Injuries in 2012-13, and a risky roster with newcomers Steve Nash and free-agent-to-be Dwight Howard, didn't pan out. Howard departed for the Houston Rockets and Bryant has missed nearly the entire 2013-14 season. The Lakers are currently in 14th place in the Western Conference at 22-44.
Lakers owner/executive Jim Buss could have brought on Jackson to run the Lakers, but the Buss family is following the roadmap of late patriarch Jerry Buss -- who wanted Jim to manage the basketball operations and Jeanie Buss, Jackson's fiancée, to control the team's business operations.
Jim Buss wasn't going to hand his own job over to Jackson, and then pay him $12 million a year to boot.
The Lakers should have a high draft pick in the 2014 NBA draft.
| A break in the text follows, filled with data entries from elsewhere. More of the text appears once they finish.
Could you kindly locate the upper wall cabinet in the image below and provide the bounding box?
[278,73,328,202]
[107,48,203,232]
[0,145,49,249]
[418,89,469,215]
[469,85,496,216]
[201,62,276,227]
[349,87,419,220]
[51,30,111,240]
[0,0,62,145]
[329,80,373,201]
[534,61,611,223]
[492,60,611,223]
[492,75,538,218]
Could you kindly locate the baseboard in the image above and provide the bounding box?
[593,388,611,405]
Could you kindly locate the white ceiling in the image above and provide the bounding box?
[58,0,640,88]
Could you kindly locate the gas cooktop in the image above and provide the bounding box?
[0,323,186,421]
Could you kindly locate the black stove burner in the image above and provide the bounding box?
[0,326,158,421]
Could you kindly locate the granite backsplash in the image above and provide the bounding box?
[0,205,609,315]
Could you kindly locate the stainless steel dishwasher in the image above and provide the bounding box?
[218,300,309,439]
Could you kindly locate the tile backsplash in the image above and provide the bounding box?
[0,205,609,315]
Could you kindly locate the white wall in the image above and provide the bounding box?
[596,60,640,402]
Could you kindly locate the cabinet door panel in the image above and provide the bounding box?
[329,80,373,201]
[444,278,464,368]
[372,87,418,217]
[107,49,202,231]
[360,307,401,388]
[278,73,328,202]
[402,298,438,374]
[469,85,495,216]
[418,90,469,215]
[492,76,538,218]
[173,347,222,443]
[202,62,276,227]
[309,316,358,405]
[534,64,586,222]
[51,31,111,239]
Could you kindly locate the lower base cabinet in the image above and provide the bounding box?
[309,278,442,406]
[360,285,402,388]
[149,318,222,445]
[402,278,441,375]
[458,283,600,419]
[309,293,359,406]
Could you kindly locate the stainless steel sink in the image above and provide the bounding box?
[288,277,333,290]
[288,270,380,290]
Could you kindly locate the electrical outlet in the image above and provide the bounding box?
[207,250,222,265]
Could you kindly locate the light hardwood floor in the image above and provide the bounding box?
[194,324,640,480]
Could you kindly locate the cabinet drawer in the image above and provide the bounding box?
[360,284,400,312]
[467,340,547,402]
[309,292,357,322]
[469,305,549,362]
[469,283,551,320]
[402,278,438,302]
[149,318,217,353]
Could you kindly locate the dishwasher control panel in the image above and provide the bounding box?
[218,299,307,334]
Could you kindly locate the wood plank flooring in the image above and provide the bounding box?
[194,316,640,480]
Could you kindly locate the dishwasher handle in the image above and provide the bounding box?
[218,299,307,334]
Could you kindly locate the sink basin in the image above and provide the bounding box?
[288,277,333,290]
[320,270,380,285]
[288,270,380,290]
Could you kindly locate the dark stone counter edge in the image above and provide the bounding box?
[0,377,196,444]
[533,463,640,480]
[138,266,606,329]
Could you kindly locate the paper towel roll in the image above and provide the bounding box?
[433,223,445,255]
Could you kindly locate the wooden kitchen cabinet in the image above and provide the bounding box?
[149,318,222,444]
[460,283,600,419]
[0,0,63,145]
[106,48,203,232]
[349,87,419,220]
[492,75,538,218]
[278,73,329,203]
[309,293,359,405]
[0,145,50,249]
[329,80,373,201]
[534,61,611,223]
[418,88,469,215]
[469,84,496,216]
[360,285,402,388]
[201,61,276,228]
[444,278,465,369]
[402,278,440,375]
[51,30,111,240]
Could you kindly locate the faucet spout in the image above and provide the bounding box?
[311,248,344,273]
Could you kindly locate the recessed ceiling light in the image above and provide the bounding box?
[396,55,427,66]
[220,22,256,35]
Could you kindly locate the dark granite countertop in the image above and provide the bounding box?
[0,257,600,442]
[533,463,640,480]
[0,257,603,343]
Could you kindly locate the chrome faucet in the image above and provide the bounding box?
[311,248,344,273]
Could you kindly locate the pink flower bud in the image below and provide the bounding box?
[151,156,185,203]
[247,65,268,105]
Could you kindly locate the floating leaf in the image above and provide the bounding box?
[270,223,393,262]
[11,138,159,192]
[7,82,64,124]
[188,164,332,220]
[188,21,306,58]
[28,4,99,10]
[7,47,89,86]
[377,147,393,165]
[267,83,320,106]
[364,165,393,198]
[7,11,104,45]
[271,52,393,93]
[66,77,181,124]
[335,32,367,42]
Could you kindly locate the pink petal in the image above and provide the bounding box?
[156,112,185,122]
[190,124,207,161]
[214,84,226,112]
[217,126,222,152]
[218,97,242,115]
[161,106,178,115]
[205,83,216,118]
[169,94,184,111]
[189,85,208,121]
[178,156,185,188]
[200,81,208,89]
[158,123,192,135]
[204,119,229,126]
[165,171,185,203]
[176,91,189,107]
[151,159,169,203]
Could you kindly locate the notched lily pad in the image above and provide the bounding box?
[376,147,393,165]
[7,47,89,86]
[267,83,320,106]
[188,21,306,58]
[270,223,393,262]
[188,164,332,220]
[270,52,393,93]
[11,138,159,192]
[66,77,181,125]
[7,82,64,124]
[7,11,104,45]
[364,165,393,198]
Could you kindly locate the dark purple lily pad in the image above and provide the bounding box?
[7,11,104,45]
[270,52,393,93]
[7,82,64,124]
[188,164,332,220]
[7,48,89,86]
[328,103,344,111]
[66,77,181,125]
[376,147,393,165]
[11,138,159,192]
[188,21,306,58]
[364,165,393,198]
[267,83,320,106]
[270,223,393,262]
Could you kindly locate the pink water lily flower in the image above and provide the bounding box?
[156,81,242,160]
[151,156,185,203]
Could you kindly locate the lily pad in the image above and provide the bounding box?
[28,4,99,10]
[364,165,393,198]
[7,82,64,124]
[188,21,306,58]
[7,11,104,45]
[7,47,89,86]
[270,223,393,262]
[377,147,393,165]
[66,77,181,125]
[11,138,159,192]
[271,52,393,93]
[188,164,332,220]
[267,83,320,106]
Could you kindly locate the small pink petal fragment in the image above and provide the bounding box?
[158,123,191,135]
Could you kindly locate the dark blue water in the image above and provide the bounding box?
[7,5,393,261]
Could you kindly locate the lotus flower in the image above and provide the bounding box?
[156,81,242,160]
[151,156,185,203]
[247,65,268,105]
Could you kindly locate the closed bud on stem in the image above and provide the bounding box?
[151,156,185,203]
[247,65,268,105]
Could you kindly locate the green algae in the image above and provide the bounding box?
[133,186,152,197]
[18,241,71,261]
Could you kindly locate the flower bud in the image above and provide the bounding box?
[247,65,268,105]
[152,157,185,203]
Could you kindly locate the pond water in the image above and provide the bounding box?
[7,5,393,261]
The franchise stands to have tremendous spending power over the next three summers, depending on how they approach free agency.
The Lakers and Knicks could find themselves competing for the same free agents in 2015, perhaps LeBron James, Kevin Love, LaMarcus Aldridge, Marc Gasol and/or Rajon Rondo. The 2016 free agent class could be headlined by Kevin Durant.
"This is the best place to play basketball," said Jackson on Tuesday of New York.
He also said Lakers General Manager Mitch Kupchak sent him a congratulatory note, thanking Jackson for what he achieved with the Lakers -- and wishing him luck in his new venture with the Knicks.
The future for the Lakers, and the Knicks, are unclear -- but at least the Lakers gain closure with Jackson.
D'Antoni has another fully guaranteed year on his contract with the Lakers -- although the Lakers will evaluate over the off-season if a change is needed.
Jackson may not have been part of the Lakers' equation since the decision in 2012, but at least now, the fans waiting for Jackson will have little choice but to move on.
Jim Buss will have the opportunity to build his reputation over the next few years but he has a lot to live up to given his father's legacy.
Now he'll be judged against every success Jackson has in New York.